Un approccio più sano collega il valore finanziario e il valore d’uso. È una saggia regola, tornata di moda all’epoca della bolla delle dot-com e che non cessa di essere dimenticata. Nel bene e nel male. La credibilità delle aspettative di crescita nel digitale è particolarmente pericolosa, in effetti. Ma parallelamente, è pericolosa anche la predisposizione dei conservatori a rinnegare qualsiasi innovazione sulla scorta delle delusioni, peraltro, inevitabili quando le aspettative sono impossibili.

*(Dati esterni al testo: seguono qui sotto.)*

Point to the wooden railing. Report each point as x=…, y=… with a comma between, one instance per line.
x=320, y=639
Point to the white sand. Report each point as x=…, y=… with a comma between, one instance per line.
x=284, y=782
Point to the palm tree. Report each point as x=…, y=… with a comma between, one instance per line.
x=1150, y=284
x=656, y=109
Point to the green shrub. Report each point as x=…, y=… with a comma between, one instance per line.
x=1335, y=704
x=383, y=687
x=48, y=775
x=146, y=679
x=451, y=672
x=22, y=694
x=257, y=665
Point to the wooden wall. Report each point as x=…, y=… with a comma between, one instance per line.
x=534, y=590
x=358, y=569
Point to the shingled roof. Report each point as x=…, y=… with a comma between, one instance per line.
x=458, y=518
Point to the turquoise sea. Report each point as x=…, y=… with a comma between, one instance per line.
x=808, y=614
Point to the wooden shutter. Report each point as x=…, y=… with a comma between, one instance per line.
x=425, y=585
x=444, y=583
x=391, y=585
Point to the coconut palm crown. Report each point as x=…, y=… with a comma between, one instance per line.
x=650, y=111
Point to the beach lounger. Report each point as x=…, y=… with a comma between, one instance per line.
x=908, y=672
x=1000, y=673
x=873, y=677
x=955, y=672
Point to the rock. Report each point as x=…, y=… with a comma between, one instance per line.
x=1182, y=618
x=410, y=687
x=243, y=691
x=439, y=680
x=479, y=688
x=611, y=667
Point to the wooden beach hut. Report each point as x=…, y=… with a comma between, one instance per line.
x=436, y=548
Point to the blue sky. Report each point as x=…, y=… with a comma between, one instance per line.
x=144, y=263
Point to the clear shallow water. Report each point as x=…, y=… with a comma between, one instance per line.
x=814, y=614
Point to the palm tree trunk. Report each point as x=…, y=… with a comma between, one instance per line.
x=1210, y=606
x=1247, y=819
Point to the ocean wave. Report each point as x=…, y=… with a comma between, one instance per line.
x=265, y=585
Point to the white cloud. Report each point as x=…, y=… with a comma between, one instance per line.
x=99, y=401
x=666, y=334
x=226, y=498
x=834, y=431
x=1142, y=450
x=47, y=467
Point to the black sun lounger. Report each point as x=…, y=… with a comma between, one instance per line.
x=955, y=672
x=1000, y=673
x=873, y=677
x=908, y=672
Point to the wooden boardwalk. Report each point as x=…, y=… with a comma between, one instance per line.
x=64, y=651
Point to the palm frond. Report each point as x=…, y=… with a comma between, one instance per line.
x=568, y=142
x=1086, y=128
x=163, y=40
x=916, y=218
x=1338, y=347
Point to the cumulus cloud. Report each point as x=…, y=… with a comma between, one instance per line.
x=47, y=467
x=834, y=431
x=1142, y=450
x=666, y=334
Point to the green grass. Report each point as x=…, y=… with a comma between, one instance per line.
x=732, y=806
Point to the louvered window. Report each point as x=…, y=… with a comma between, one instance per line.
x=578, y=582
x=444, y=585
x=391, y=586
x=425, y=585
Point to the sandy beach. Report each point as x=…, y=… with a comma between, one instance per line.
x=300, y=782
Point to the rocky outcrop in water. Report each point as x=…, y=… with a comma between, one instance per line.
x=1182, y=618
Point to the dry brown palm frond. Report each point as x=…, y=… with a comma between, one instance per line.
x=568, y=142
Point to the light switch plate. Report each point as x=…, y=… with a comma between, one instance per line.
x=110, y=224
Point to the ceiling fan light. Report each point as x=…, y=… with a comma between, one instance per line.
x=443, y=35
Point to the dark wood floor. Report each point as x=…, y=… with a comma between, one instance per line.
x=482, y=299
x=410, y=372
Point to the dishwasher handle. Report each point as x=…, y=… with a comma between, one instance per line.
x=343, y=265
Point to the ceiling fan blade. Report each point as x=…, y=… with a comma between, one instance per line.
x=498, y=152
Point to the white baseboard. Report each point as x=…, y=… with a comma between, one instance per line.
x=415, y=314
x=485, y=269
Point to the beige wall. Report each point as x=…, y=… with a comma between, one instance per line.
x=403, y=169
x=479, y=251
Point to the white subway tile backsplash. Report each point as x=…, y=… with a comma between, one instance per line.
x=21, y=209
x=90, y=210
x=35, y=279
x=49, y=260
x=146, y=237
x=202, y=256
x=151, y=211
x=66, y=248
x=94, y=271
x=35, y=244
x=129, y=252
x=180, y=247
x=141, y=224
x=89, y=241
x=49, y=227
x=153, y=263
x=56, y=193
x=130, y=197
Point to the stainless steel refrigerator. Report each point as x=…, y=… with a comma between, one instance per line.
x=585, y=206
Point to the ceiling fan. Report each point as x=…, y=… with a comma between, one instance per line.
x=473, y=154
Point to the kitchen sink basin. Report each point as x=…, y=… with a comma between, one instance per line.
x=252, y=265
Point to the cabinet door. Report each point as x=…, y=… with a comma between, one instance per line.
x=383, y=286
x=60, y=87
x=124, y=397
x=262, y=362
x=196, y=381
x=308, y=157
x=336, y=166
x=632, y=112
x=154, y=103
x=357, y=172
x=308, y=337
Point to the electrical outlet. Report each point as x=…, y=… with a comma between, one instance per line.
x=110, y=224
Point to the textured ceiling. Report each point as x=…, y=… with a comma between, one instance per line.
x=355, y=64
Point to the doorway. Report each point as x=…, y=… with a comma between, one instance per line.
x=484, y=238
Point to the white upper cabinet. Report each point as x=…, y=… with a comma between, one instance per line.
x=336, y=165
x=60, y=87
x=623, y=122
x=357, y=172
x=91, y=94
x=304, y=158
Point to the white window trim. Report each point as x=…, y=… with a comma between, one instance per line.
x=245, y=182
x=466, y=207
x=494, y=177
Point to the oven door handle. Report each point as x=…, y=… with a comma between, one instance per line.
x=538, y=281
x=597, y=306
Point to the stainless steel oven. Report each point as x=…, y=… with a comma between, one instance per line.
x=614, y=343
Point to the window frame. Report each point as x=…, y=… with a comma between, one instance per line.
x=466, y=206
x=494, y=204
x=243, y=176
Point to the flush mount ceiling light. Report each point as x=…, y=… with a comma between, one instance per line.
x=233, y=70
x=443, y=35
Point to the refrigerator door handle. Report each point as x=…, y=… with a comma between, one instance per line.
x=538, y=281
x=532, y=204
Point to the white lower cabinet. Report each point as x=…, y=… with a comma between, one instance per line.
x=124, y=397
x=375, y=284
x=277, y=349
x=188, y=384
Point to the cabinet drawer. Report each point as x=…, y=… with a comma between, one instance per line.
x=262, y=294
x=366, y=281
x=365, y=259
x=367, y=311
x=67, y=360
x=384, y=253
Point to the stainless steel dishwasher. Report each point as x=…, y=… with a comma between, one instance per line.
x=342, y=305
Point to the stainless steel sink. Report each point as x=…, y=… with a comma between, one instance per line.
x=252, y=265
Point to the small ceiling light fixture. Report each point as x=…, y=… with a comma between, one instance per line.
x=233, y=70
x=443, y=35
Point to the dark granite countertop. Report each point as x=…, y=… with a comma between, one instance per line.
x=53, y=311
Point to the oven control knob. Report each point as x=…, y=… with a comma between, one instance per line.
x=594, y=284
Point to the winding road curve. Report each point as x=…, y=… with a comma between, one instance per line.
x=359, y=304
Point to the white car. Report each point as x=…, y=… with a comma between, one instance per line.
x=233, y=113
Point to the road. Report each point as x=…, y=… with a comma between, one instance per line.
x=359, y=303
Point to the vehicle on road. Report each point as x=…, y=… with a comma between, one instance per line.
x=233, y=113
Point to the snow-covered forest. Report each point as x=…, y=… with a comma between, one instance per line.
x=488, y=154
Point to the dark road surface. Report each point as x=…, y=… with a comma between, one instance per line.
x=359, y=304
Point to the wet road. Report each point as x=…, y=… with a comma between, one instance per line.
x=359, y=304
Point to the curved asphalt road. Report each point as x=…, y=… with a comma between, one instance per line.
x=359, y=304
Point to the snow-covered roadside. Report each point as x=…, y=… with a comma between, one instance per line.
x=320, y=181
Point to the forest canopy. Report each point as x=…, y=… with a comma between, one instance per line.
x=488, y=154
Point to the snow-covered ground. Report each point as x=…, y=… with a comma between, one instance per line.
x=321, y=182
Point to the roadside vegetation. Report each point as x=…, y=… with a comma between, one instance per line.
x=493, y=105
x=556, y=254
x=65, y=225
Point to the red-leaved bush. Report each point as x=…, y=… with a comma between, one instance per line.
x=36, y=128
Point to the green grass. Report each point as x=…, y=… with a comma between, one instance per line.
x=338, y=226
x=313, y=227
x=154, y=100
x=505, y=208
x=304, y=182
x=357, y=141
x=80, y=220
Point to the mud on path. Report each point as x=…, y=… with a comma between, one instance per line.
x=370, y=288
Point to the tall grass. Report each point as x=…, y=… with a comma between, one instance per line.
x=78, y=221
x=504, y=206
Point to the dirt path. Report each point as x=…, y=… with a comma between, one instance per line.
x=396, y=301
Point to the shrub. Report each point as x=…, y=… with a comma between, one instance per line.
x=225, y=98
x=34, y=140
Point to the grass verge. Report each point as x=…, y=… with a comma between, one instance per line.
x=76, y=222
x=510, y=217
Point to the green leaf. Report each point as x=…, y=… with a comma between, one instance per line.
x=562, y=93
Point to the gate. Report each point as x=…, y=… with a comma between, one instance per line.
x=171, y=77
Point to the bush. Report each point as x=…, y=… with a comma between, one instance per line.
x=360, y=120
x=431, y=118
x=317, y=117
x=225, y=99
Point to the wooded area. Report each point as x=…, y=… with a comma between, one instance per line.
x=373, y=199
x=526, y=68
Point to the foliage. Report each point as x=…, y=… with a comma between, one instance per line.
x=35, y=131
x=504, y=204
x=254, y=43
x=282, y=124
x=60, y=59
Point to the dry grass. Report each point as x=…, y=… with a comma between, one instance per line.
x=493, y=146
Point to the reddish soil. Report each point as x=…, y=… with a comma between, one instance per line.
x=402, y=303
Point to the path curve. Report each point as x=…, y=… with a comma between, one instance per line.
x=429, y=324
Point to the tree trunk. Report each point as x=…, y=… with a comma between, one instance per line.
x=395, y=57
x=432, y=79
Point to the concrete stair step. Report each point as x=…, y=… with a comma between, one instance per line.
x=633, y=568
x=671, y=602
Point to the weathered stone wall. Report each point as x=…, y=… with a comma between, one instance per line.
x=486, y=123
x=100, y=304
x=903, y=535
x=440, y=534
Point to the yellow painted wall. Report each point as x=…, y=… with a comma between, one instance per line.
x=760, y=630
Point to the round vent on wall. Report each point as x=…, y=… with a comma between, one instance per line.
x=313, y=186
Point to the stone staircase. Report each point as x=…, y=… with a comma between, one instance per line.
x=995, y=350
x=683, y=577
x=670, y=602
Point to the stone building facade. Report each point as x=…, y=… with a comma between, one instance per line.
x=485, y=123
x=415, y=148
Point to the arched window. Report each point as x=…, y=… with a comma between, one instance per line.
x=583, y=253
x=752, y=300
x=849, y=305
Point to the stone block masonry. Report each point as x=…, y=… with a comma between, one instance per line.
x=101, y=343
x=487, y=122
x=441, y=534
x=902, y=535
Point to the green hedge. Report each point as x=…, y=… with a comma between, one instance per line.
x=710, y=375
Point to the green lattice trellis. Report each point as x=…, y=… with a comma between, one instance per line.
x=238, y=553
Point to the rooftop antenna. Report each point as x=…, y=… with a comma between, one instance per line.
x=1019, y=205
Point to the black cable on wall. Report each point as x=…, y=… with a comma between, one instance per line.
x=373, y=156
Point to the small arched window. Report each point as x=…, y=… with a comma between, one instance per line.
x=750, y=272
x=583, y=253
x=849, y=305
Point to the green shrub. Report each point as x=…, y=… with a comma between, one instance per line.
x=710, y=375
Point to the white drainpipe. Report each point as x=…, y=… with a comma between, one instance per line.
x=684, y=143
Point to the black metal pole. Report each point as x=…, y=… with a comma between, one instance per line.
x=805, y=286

Chi ha pensato che internet avesse esaurito il suo ciclo innovativo dopo la fine della bolla delle dot-com, nel marzo del 2000, ha perso di vista il fatto che proprio mentre il valore finanziario crollava, il valore d’uso cominciava a crescere in modo straordinario, con un panorama di utenti che passava rapidamente da alcune decine di milioni ad alcuni miliardi. Il valore d’uso è un concetto da rivalutare, in effetti, per discernere gli andamenti speculativi da quelli concreti. Eswar Prasad, autore di “The future of money”, osserva: «Il bitcoin non ha altro valore se non la sua scarsità. Ethereum è una piattaforma che oltre a offrire una cryptovaluta consente di usare la blockchain per molte altre attività, il che ne garantisce un valore d’uso che sostiene il valore finanziario. Nel caso del bitcoin questo elemento manca. Il che rende quella moneta molto più speculativa». Non vale solo per le cryptovalute.

Se ci si rende conto di tutto questo, alcune tradizionali strategie finanziarie del mondo digitale vengono meno. È stata l’Ibm a inventare l’”effetto annuncio” nel mondo dell’elettronica, quando dichiarò al mercato delle aziende, che in generale erano sue clienti, che avrebbe prodotto computer: il mercato si arrestò, gli altri produttori subirono una crisi di domanda, in attesa dei prodotti di Big Blue. Quell’annuncio ebbe un effetto duraturo. Facebook, in piena crisi di immagine, è stata rinominata Meta contemporaneamente all’annuncio dell’impegno nel metaverso dell’azienda fondata da Mark Zuckerberg. Per qualche settimana, si è formata una bolla di attenzione intorno all’interpretazione zuckerberghiana del concetto di metaverso che ha sovrastato la comunicazione delle aziende che da tempo operano in quel settore. Però la durata dell’”effetto annuncio” si è accorciata rispetto ai tempi dell’Ibm. E questo indica che il pubblico sta maturando. Le informazioni che arrivano dalle società di tecnologia appaiono sempre più decodificabili.

Una possibilità è che alla fine si arrivi a un mercato con valori finanziari meno speculativi. In quel caso, il grande potere dei giganti attuali sarebbe contenuto. Si avvierebbe un ciclo di investimenti orientato a sostenersi con il fatturato e con il valore d’uso generato effettivamente dalle tecnologie. Potrebbe essere parte della strategia europea di rilancio in questo settore. Di certo, è la condizione che da sempre hanno vissuto le imprese digitali italiane. Se ne potrebbe fare una visione generale. Sulla scorta dell’esperienza: le illusioni servono a lanciare il cuore oltre l’ostacolo, ma più sono alte, più sono rovinose le delusioni. La speculazione americana è riuscita a passare il cerino al resto del mondo più volte nel corso del XXI secolo. Sarebbe tempo di imparare che si può seguire una strada diversa, almeno da questa parte dell’Atlantico.